Thursday 18 August 2011

Chancellor Merkel turned aside Sarkozy's request for consideration of the much vaunted "Euro Bond", arguing that it really amounted to the stronger EU countries guaranteeing the debt of the weaker ones, but without any commitments by the weaker ones to remedy their public finances.


Now the Tory government in the UK is contemplating the issue of "Social Bonds" aimed at spending massive amounts of money to help kids in their early years stay on the straigtht and narrow – kids from 120,000 families. This all  part of David Cameron's conversion to social causes after the UK riots:

"He's now determined this is what he wants to do. It's like a reinvention of Thatcher's great drive. I always argued that the last Conservative government freed up the markets, but what was missing was the next bit – getting society in Britain ready to meet that change.
"We never did. We ended up with a sort of mid-20th century society, many locked away in welfarism, and a 21st-century economy. We see now that one cannot meet the results of the other."
Cameron has said the government will use intensive intervention to turn around the lives of 120,000 problem families. Duncan Smith said he believed that intervention during the early years could make a huge difference.

"I'm passionate about it because, if we get this right – as they have shown in Colorado over 25 years – whole communities are turned around by early intervention," he added.

Duncan Smith said early years intervention was cost-effective because, if nothing was done to stop young people becoming adult offenders, they cost the state much more in the long term. In Washington state in the US, there is even a Which?-style buyers' guide saying how much could be saved within five years for every dollar invested, he said.

The government could use this principle to persuade investors to pay for early intervention by getting them to buy a "social bond", he said.

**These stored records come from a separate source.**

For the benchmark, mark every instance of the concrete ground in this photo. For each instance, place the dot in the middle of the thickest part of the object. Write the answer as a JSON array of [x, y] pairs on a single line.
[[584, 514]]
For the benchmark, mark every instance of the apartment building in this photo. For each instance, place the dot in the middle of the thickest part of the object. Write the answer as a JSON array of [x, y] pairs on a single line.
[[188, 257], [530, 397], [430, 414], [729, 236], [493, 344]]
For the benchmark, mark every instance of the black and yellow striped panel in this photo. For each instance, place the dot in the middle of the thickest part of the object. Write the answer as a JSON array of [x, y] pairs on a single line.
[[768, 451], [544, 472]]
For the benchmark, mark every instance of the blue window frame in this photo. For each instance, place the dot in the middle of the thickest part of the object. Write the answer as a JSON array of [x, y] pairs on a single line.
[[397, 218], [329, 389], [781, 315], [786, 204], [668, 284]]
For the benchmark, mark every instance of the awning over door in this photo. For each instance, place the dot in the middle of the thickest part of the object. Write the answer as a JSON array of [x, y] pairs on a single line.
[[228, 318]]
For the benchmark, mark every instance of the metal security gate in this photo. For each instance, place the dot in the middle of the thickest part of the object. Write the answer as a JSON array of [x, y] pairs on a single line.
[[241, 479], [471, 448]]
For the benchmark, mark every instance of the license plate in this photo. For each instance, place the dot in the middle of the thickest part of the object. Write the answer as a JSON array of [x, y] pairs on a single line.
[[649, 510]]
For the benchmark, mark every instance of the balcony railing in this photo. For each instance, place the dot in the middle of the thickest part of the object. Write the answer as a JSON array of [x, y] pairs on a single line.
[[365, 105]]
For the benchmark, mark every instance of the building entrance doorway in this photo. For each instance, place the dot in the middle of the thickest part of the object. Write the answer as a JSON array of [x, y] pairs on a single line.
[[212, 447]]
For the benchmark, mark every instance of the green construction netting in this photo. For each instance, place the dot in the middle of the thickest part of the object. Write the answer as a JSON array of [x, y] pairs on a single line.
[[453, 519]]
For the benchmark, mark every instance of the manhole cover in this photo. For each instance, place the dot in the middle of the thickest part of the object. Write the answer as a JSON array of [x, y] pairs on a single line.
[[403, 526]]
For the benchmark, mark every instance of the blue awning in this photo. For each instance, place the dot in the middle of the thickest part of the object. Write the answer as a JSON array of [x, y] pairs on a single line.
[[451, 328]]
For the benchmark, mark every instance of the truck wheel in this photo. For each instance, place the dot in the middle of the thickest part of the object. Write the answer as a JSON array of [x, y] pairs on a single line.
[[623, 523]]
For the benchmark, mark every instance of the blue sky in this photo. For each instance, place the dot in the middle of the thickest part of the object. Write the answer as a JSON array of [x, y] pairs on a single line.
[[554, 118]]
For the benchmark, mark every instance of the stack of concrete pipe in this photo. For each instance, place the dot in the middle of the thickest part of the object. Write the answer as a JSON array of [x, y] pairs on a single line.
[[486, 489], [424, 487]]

"We could suggest to the private sector we create a social bond," he added. "We'd say: you can put your money into this for five years, and we'll give you a guaranteed return because we think it saves us money. We'll give some of it back to you."

Interesting concept, of course, but it is just another way of raising government debt – a rose by another name.

But the conversion of Cameron is a good thing. Perhaps he can fix some of the problems Thatcher refused to consider, and in fact helped cause.